Despite the excitement in his voice, Caitlin knew Mulligan was being careful and she had come to respect his abilities ever since they'd been paired in the squadron. He brought his ship over and around in a barrel roll that lined him up perfectly on the Tigress and then onto her sister ship.
She smiled and pushed her fighter after him as Mulligan burned in close and skimmed the surface of the Tigress. Their laser and PPC shots burned parallel paths through the ship's armor, and she saw one autocannon turret flame out as their PPC beams met at its location. "Deuce, your nine!"
The escape pod looked like a comet as it streaked up and away from the Tigress. Mulligan rolled down and away from it, but sailed directly into the spreading debris cloud from the autocannon turret they'd taken out. Caitlin saw something hit his Stingray, then he spun away and flashed on toward the Lioness.
For an instant or two as she chased him, Caitlin thought Mulligan was in command and just finishing up his attack run. As she came around onto his aft, however, she saw damage, to his left wing and a jammed vector-thruster. "Clear, Mulligan. You've lost maneuvering on port."
Getting no response, she pushed herself forward just enough to see that his cockpit was gone, then she pulled up and away from the Lioness. She popped up on her left wing, then came down and through in a loop that shifted her perpendicular to her previous course. She let the change stand for three seconds, then rolled up on her
right wing and reversed the maneuver to take her in a circular course outside the Lioness' lethal perimeter.

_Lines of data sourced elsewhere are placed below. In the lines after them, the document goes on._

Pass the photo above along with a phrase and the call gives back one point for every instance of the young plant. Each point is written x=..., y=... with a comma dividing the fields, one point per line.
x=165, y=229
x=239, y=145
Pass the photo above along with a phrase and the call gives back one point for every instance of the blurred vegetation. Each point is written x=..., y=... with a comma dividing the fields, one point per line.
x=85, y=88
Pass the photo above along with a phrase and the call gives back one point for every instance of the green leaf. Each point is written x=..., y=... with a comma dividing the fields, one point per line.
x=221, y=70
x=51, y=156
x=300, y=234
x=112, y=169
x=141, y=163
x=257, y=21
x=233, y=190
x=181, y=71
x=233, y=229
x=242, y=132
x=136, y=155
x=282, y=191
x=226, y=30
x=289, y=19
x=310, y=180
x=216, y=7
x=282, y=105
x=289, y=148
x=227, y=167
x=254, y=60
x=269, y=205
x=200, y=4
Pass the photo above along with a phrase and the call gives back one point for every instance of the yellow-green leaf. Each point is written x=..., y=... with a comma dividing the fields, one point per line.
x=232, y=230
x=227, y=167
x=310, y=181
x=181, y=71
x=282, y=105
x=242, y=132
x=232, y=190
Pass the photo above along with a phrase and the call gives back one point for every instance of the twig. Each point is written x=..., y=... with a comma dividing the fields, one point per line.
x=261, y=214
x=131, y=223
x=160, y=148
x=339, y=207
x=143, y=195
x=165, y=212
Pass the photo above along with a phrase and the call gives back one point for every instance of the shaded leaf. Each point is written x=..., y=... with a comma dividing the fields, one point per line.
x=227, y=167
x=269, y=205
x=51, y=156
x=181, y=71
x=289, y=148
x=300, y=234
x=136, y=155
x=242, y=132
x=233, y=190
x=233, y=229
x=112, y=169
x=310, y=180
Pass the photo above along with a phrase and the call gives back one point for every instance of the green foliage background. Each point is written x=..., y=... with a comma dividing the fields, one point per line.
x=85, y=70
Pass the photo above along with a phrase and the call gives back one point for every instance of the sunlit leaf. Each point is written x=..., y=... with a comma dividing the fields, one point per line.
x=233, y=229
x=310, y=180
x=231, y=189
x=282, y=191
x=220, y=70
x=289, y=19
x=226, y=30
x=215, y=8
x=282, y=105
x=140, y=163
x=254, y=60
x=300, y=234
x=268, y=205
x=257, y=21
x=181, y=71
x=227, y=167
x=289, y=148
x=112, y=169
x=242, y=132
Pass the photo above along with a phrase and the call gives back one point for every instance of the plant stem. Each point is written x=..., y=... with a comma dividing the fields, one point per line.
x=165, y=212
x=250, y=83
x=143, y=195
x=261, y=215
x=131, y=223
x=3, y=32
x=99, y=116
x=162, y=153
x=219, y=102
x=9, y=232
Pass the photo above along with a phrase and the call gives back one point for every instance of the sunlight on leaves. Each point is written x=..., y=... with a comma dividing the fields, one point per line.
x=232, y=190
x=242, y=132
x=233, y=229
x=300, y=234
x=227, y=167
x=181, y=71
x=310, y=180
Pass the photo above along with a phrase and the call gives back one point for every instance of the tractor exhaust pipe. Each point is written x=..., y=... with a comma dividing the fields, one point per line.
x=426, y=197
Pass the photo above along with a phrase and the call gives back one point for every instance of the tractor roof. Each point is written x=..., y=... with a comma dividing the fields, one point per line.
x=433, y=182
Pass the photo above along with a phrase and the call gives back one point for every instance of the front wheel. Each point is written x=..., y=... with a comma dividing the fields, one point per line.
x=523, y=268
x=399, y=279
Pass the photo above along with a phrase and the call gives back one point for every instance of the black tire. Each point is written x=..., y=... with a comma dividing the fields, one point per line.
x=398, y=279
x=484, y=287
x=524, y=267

Mulligan's fighter arrowed into the Lioness near the ion engines, and went from being a small pellet of steel and ceramics to a boiling ball of plasma. At first the bright blossom of fire seemed far too small to have affected the ship, and even the amount of debris that geysered out into space through the hole it left behind hardly seemed fatal. Caitlin shuddered, thinking her friend's death should have counted for more.
Then one of the DropShip's four ion engines winked out, making the Lioness begin to spin faster and start to wobble in its course. The rotation picked up speed, which smoothed out the course irregularities, but when the directional rockets fired to bring that back under control, the ovoid craft twisted in its axis and the two ends began to circle out of sync with each other.
Caitlin knew the Lioness was in trouble as it fired maneuvering rockets in sequence to somersault the ship around to reorient the boosters for a retreat. The wobble transformed that maneuver into a spinning, skidding tumble through space that was utterly out of control. Jets pulsed out energy to try to regain control, but merely lit the ship up like a meteor hitting atmosphere.
The Lioness caromed off an asteroid twice its size into the thick of the asteroid field. Miraculously it sailed between two whirling giants, and for a moment Caitlin wanted the ship to survive. Then the Lioness impaled itself on a smaller asteroid that punched a hole right through it. The ship's hull surrounded the asteroid like a corona for a moment, then split apart into glittering fragments that shattered and spilled through space like droplets of quicksilver.